Pálido, en medio del redondel, estaba allí el propietario del gallo muerto, don Fulgencio Fabres, que lo recogió por tierra, manchándose las manos de sangre, y lo tiró al negro gallero. Con voz atiplada y modos suavísimos, como si prepusiera la más sensata cosa del mundo, se encaró entonces con el público silencioso.
—Todos los gallos no corren. A ver, que salgan los hombres.

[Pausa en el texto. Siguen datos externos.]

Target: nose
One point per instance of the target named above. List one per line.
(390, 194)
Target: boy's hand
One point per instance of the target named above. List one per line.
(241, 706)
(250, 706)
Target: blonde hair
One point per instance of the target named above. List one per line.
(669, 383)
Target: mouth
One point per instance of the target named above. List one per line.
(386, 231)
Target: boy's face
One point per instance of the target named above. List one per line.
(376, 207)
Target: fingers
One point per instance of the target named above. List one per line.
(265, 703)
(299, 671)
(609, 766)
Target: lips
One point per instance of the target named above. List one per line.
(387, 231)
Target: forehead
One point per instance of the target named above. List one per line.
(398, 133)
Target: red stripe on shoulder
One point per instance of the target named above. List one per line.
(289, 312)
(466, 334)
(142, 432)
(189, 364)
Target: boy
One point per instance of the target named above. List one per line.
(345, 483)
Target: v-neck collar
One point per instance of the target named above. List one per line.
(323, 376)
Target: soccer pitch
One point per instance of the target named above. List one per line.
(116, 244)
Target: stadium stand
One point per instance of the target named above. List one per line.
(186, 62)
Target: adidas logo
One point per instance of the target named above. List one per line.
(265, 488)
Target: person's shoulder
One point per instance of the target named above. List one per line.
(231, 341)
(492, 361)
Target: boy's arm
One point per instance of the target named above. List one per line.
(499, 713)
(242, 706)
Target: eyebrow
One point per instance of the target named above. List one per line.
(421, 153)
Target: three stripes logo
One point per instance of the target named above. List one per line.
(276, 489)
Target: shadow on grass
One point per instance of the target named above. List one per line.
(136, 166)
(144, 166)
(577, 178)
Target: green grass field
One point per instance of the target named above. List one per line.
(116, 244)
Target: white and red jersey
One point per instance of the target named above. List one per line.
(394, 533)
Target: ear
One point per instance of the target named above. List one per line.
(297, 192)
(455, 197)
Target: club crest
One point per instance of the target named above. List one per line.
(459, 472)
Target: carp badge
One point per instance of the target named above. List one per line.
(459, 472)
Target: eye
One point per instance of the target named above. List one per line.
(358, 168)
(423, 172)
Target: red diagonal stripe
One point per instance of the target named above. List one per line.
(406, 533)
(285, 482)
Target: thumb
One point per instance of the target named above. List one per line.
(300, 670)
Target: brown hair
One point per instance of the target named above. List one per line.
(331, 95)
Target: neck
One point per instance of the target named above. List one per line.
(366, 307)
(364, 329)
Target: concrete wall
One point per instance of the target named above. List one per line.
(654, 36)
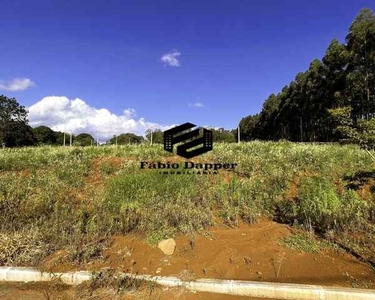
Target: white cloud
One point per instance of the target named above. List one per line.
(17, 84)
(171, 58)
(62, 114)
(196, 104)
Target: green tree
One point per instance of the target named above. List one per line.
(126, 138)
(83, 139)
(157, 136)
(361, 67)
(14, 129)
(222, 135)
(248, 127)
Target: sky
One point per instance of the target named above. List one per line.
(128, 66)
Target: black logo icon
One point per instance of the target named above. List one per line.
(182, 133)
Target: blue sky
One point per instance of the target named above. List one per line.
(225, 57)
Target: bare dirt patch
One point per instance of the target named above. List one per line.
(247, 252)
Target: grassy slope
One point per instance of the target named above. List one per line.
(73, 198)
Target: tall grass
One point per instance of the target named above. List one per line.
(74, 198)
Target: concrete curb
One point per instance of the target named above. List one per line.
(229, 287)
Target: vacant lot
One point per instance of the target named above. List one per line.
(68, 208)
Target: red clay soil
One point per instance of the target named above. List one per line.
(248, 252)
(33, 291)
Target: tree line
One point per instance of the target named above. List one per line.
(16, 132)
(333, 100)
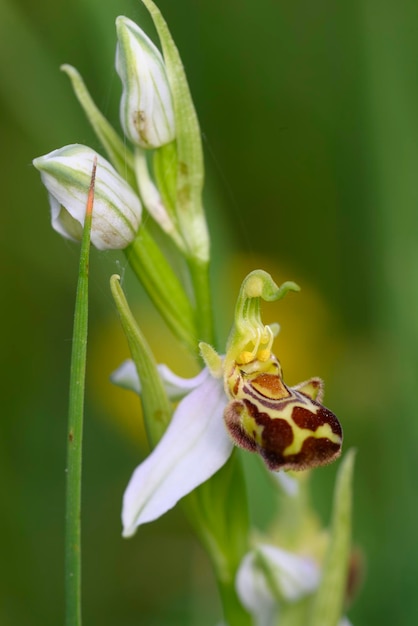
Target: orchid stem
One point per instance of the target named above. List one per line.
(75, 427)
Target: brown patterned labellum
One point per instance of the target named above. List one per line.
(287, 426)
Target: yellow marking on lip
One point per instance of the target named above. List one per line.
(252, 429)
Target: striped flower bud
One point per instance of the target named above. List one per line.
(146, 108)
(117, 209)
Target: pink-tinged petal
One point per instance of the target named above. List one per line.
(176, 387)
(193, 448)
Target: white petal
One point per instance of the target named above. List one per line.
(293, 576)
(176, 387)
(66, 174)
(194, 447)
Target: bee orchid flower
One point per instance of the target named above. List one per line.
(240, 399)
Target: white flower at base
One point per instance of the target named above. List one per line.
(269, 574)
(146, 108)
(117, 209)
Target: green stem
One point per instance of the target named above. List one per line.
(162, 285)
(199, 272)
(75, 429)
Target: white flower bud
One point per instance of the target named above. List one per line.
(146, 108)
(66, 174)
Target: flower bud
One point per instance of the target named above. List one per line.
(146, 108)
(117, 209)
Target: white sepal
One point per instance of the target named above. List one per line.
(176, 387)
(193, 448)
(269, 574)
(146, 108)
(66, 174)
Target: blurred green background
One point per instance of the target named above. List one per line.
(309, 118)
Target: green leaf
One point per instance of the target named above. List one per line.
(328, 603)
(155, 404)
(75, 426)
(218, 512)
(190, 167)
(163, 287)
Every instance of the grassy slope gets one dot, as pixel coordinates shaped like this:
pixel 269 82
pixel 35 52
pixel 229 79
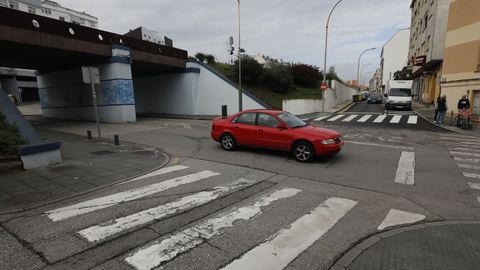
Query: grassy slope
pixel 273 99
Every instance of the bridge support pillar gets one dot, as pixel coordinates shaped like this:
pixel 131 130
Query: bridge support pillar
pixel 63 94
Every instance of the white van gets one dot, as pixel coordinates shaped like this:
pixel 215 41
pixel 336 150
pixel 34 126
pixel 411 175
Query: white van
pixel 398 95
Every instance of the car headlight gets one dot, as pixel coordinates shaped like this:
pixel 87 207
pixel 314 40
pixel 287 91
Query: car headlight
pixel 328 141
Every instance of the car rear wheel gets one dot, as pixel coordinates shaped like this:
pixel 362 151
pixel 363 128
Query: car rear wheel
pixel 228 142
pixel 303 152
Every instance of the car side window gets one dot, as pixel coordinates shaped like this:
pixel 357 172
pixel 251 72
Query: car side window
pixel 267 120
pixel 246 119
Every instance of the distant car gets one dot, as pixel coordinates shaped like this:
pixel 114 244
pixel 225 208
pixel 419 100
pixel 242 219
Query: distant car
pixel 277 130
pixel 375 98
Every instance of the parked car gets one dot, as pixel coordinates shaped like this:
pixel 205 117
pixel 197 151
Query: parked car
pixel 277 130
pixel 375 98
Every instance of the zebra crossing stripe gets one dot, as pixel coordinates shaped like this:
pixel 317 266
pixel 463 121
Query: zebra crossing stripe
pixel 412 120
pixel 364 118
pixel 474 185
pixel 472 175
pixel 157 173
pixel 125 196
pixel 380 118
pixel 464 154
pixel 396 217
pixel 470 167
pixel 335 118
pixel 158 252
pixel 322 118
pixel 113 227
pixel 406 169
pixel 395 119
pixel 350 118
pixel 278 251
pixel 475 160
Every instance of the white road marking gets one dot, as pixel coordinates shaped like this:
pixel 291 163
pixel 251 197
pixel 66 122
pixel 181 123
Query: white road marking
pixel 395 119
pixel 322 118
pixel 158 252
pixel 280 249
pixel 475 160
pixel 113 227
pixel 412 120
pixel 471 175
pixel 157 173
pixel 397 217
pixel 464 154
pixel 381 145
pixel 350 118
pixel 406 169
pixel 474 185
pixel 125 196
pixel 335 118
pixel 470 167
pixel 380 118
pixel 364 118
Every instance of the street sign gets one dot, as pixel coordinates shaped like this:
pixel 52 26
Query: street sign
pixel 86 75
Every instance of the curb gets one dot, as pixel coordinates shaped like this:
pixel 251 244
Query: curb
pixel 167 160
pixel 346 259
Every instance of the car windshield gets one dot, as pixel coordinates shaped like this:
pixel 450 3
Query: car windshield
pixel 291 120
pixel 400 92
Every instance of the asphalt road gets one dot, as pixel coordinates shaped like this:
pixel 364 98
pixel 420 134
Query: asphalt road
pixel 252 208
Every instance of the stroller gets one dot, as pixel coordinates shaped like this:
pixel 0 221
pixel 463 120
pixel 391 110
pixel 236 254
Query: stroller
pixel 464 119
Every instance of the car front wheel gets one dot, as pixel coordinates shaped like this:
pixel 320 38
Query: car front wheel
pixel 228 142
pixel 303 152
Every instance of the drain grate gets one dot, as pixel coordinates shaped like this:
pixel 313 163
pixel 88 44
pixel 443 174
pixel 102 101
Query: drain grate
pixel 102 153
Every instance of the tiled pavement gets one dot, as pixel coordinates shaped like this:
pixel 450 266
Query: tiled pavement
pixel 86 166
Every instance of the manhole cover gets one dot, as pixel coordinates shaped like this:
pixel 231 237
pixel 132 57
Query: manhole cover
pixel 27 198
pixel 102 153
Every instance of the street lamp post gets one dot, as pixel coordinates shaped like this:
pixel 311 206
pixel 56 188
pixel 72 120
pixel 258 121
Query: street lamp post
pixel 358 65
pixel 361 71
pixel 240 91
pixel 326 49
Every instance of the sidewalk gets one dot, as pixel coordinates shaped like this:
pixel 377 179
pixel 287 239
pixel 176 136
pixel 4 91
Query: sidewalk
pixel 427 111
pixel 432 246
pixel 86 166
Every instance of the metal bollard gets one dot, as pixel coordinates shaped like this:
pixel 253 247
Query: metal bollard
pixel 116 140
pixel 224 111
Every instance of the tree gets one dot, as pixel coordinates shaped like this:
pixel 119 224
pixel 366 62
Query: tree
pixel 404 74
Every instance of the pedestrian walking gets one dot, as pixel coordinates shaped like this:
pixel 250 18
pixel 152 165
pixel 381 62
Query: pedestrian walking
pixel 442 110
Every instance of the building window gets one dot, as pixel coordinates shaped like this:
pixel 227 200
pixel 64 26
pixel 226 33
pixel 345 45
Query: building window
pixel 13 5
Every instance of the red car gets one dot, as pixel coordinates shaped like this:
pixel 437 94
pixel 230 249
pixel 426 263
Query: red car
pixel 276 130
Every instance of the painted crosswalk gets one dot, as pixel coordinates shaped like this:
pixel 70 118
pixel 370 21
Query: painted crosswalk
pixel 370 118
pixel 275 248
pixel 465 150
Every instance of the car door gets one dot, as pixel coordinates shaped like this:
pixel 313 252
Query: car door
pixel 244 128
pixel 270 135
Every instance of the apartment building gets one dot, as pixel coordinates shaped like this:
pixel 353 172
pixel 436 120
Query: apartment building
pixel 461 69
pixel 52 10
pixel 427 44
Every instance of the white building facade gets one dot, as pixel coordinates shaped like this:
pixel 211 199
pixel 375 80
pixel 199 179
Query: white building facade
pixel 394 55
pixel 52 10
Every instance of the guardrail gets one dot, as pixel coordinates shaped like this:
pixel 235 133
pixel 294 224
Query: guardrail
pixel 33 22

Un gran hacendado temerario, cuya leyenda de arrogancia se transmite de valle en valle: nada impresiona más a las gentes violentas de mi tierra, que tienen el culto del valor. Esa jactancia, muy suave y muy cortés, significaba a las claras la invitación a un duelo personal con don Tadeo Santiván. Todos comprendieron en el acto. Sólo el aludido no chistó, bajo cien miradas. Era, sin embargo, uno de los hombres más arrojados de la comarca; pero ¿qué hombre fuerte no ha padecido de estos eclipses del valor, de estas fatigas de querer, inexplicables para el vulgo? En aquella tarde espléndida, a pleno sol, junto a una linda moza, después del triunfo de su gallo famoso, don Tadeo Santiván no tenía ganas de pelear con nadie. De buena gana hubiera refrescado la sequedad de los labios con un mate de chicha.
Sus cincuenta servidores, que habían manejado el puñal y el revólver en duelos solitarios por los caminos, miraban a su "amito" con asombro. La opinión común pareció expresarse en la voz burlona de Amparo, que murmuró, ceceando, a su amo y señor:
—¿No vez que te inzulta? ¿Tíenez miedo?
Don Tadeo iba a erguirse, a "desgraciarse"; pero, encogiéndose de hombros, ordenó a sus servidores que le siguieran. Salía por la puerta del redondel, cuando don Fulgencio, que había estado modoso y pachorrudo, estregando el cañón de su revólver contra la badana de la vaina, se acercó con zalamería trágica en la punta de los pies, como si fuera a bailar una zamacueca, y, sujetando del brazo a la "niña" Amparo, le dijo a don Tadeo, con sorna glacial en la voz, casi cariñosa:
—No se lleve a la palomita. Déjela aquí para los valientes.
El encuentro fue brusco, allí mismo, en la puerta de la cancha, ante doscientos hombres mudos de espanto. Contaron ambos rivales "una, dos, tres", y dispararon a un tiempo. Don Tadeo cayó, con la frente atravesada por una bala.